Exciting though this new field of research is, there is likely to be more to the story. With most neurological diseases several systems are likely to be involved, and addressing axon transport will not solve all the problems. Beyond doubt, though, axon transport has been a neglected area, and as researchers increasingly direct their attention to the issue, patients suffering from many common diseases are likely to reap the benefits. Waller may have been wrong about axon nourishment, but his prediction about the importance of Wallerian degeneration in neurological disease was spot on.

Motors in miniature

Living cells are home to the world’s smallest railway system. It consists of molecular motors that “walk” in steps of 8 nanometres along tracks made of filamentous proteins called microtubules. The motors carry cargoes such as molecular building blocks and chemical messengers. Nanotechnologists would like to hijack this intricate transport system for a host of other applications, such as assembling miniature electronic devices for the nanocomputers of the future.

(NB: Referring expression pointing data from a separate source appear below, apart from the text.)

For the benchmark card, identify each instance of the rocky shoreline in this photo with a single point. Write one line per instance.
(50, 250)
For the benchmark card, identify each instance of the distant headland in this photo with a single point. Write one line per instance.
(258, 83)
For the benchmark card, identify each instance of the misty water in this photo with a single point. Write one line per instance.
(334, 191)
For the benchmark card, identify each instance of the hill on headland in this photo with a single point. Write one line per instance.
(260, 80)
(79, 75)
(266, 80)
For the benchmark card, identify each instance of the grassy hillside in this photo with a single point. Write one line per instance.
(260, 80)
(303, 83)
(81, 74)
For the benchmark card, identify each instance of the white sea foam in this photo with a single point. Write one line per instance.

Researchers led by Viola Vogel at the University of Washington in Seattle are developing a high-resolution imaging device by turning the transport system on its head. Instead of the motors walking over the microtubules, the motors are glued onto the surface of whatever needs to be viewed, allowing them to move fragments of microtubules over themselves.

By recording and analysing the pattern of movement of the microtubules, Vogel and her team can build up a map that provides topographical information.

Controlling the loading and unloading of cargo as well as the direction and speed of the movement is no mean feat when you are dealing with individual molecules. But the team is making progress. The speed of movement, for example, can be controlled by varying the amount of chemical fuel available to the motors.